The timeframe here does not include Symbolism and the avant-garde. It is restricted to the high era of realism, of which Nicholas Ge's "Tajnaja vech;erja" (1862) is arguably the culmination. That painting was so unevenly received, and has itself been a subject of so many artistic commentaries, that it rightfully earns itself a place as a milestone modern successor to Leonardo in the history of European art, in a period of interpretation dominated by the school of the "historical Jesus.">
The point of this paper is that both contradictory artistic visions (and commentaries) of the Last Supper in Russia are inseparable from the Orthodox notion of the Eucharist, to which the scene of the Last Supper itself is not central. For the Russian mind of the nineteenth century, the scene of the Last Supper as such has been a social phenomenon, existing separately from the liturgical representations of the Eucharist. When the two contradictory natures come too dangerously close—Ge's painting in this regard was a most powerful statement—then there is an eruption of values and spiritual terms of reference. Russian painters find themselves at a crossroads. The anti-Academy flank (the future "Itinerants"), influenced by Renan and the new French religious art, in search of inspiring realistic heroes, are trying to paint Jesus with a human face (Ch;elovekobog). They are typically attacked for painting Jesus and His disciples as if they were democratic demagogues and, God forbid, revolutionaries. The more conservative painters (such as Semiradskij and Beidemann) continue elaborating the slightly secularized liturgical line (Bogoch;elovek) which many, especially the precursors of Symbolism, find trite and out of date in its artistic expression.
Russian literature holds up a mirror to this agon, recording points of view in the debate and taking sides in it. In Anna Karenina, Tolstoj's painter Mixajlov, working from the position of the historical Jesus, is censured for making his Jesus a Ch;elovekobog.
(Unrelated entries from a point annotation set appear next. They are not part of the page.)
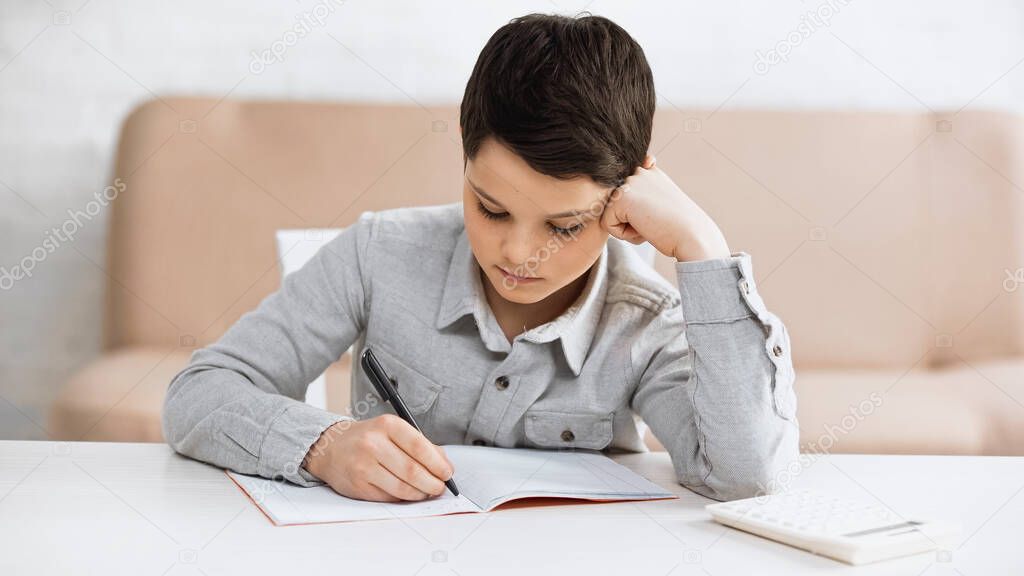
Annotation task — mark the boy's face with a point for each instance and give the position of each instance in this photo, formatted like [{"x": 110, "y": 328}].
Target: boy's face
[{"x": 531, "y": 234}]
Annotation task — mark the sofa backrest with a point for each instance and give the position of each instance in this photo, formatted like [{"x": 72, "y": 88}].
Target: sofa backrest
[{"x": 876, "y": 236}]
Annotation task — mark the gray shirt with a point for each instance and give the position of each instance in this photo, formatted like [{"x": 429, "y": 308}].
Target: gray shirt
[{"x": 707, "y": 367}]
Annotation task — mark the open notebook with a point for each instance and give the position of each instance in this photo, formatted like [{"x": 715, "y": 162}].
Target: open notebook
[{"x": 486, "y": 478}]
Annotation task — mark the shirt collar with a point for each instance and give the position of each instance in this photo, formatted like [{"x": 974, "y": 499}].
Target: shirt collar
[{"x": 576, "y": 327}]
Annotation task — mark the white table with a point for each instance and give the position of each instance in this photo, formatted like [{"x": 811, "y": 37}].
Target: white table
[{"x": 139, "y": 508}]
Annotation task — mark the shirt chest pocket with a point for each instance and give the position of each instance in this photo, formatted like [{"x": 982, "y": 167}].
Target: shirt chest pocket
[
  {"x": 417, "y": 391},
  {"x": 547, "y": 428}
]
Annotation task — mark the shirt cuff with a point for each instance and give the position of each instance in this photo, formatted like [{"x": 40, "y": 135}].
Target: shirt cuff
[
  {"x": 289, "y": 440},
  {"x": 716, "y": 289}
]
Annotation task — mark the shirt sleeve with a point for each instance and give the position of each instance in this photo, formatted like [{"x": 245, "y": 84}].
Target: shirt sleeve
[
  {"x": 239, "y": 403},
  {"x": 715, "y": 382}
]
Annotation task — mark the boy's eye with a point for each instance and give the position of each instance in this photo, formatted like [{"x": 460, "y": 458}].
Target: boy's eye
[
  {"x": 570, "y": 231},
  {"x": 488, "y": 214}
]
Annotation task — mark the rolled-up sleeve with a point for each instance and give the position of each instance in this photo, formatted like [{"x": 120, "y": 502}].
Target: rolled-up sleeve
[
  {"x": 715, "y": 382},
  {"x": 239, "y": 404}
]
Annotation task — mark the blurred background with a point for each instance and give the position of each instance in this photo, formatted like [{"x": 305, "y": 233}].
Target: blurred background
[{"x": 867, "y": 154}]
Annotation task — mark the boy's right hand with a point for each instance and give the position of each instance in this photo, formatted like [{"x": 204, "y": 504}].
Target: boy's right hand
[{"x": 383, "y": 459}]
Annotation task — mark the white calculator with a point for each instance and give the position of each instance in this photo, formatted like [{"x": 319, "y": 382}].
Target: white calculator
[{"x": 844, "y": 530}]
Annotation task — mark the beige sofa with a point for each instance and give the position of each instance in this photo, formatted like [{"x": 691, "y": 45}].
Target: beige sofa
[{"x": 889, "y": 243}]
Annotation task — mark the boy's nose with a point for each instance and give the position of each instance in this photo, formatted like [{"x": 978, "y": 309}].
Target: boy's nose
[{"x": 517, "y": 248}]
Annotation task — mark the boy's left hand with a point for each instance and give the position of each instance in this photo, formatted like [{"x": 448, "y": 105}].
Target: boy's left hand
[{"x": 649, "y": 207}]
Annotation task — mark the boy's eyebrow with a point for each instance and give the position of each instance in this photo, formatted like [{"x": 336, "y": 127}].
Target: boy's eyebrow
[{"x": 487, "y": 197}]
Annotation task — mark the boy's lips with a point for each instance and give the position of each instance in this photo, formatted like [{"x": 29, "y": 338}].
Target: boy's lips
[{"x": 511, "y": 277}]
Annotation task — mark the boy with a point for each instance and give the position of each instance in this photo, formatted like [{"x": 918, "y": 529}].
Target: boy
[{"x": 511, "y": 319}]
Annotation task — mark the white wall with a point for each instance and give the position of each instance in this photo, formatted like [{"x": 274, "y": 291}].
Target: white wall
[{"x": 71, "y": 71}]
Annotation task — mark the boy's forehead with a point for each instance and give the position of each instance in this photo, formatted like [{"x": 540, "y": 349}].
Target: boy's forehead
[{"x": 498, "y": 172}]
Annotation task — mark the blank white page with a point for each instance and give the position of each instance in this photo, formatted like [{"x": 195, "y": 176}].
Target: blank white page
[{"x": 492, "y": 476}]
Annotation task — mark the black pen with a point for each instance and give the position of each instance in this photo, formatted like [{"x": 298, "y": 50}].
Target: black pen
[{"x": 382, "y": 382}]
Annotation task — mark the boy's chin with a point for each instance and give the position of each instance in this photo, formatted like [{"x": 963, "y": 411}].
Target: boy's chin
[{"x": 525, "y": 293}]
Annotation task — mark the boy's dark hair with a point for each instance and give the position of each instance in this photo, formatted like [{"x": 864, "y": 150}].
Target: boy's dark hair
[{"x": 569, "y": 95}]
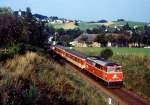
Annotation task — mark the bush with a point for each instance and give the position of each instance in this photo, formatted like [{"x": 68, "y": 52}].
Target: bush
[{"x": 106, "y": 53}]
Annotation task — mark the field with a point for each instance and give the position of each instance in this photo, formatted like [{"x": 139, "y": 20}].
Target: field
[
  {"x": 136, "y": 67},
  {"x": 33, "y": 79},
  {"x": 85, "y": 25},
  {"x": 66, "y": 26},
  {"x": 117, "y": 51}
]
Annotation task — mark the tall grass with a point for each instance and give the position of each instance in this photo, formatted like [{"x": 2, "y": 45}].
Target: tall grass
[
  {"x": 32, "y": 79},
  {"x": 136, "y": 71}
]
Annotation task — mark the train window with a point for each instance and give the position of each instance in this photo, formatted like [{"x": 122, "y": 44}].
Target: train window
[
  {"x": 97, "y": 65},
  {"x": 118, "y": 69},
  {"x": 110, "y": 69}
]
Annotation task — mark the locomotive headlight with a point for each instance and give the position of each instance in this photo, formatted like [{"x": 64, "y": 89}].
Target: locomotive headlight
[
  {"x": 53, "y": 48},
  {"x": 115, "y": 76}
]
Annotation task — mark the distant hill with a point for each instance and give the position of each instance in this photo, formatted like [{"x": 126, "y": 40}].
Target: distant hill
[
  {"x": 91, "y": 25},
  {"x": 39, "y": 16}
]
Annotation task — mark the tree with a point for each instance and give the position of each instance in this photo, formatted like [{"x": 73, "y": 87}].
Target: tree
[
  {"x": 5, "y": 10},
  {"x": 83, "y": 38}
]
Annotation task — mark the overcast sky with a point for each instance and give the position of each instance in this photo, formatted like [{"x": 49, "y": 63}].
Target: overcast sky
[{"x": 136, "y": 10}]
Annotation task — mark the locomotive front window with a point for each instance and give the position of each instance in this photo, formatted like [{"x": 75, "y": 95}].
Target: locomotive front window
[{"x": 110, "y": 69}]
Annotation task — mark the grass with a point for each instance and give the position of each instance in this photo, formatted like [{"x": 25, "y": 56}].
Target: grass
[
  {"x": 32, "y": 79},
  {"x": 117, "y": 51},
  {"x": 131, "y": 23},
  {"x": 85, "y": 25},
  {"x": 136, "y": 67}
]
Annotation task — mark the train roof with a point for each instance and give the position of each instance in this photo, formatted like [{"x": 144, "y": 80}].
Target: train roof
[
  {"x": 72, "y": 51},
  {"x": 101, "y": 61}
]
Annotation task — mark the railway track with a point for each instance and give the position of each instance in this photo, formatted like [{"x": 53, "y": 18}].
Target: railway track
[{"x": 120, "y": 96}]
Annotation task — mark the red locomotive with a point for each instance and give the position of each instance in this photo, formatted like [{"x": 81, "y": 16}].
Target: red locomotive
[{"x": 107, "y": 71}]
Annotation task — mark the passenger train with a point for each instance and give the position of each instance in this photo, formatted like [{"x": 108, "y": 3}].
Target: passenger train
[{"x": 109, "y": 72}]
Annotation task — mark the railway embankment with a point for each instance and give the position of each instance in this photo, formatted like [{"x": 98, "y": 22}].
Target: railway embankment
[{"x": 31, "y": 79}]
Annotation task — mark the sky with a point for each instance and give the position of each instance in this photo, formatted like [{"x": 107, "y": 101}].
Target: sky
[{"x": 87, "y": 10}]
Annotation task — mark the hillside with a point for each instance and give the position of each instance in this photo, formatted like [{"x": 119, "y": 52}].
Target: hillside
[{"x": 87, "y": 25}]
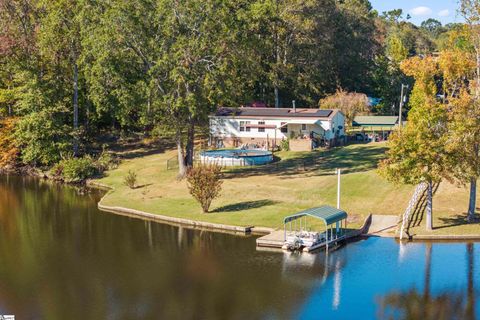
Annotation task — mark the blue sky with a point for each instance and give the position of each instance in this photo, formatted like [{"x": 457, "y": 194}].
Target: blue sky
[{"x": 420, "y": 10}]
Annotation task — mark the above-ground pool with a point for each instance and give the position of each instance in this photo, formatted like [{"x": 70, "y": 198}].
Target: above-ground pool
[{"x": 236, "y": 157}]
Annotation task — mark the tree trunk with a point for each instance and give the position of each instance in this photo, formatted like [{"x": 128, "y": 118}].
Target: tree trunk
[
  {"x": 472, "y": 206},
  {"x": 75, "y": 109},
  {"x": 429, "y": 225},
  {"x": 182, "y": 169},
  {"x": 190, "y": 144}
]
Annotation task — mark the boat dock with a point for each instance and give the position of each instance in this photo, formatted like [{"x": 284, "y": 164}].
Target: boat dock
[{"x": 276, "y": 239}]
In this second section, the paper concentrates primarily on the role of a writer's commentary over a painting. It undertakes a detailed comparison of Tolstoj's and Dostoevskij's reading of the "Last Supper" and of Ge, which brought the Last Supper debate into the mainstream of engaged social discourse.
The final portion of the paper discusses the Eucharist as a form of consummation from the point of view of ethics of vision. In this third part, the paper extends the comparison between Tolstoj and Dostoevskij, who disagree in their understanding of moral movement and moral vision, by invoking Mixail Baxtin, the conventional watershed for their differing logocentric convictions. Baxtin's comments on the aesthetic space of the Last Supper, supplemented by his ideas on participative and form-shaping action, open a new dimension in the discussion of the Eucharist as a topic in art and as a precept of reciprocal, responsible sacramental vision. The Russian concerns enter into a very productive dialogue with the early twentieth-century German religious sociology of Georg Simmel and Max Scheler, by whom Baxtin was directly influenced. The paper concludes that Baxtin's ideas of the Eucharistic vision are more consonant with Tolstoj than with Dostoevskij. The reasons underlying this paradox are examined in the concluding remarks of the paper.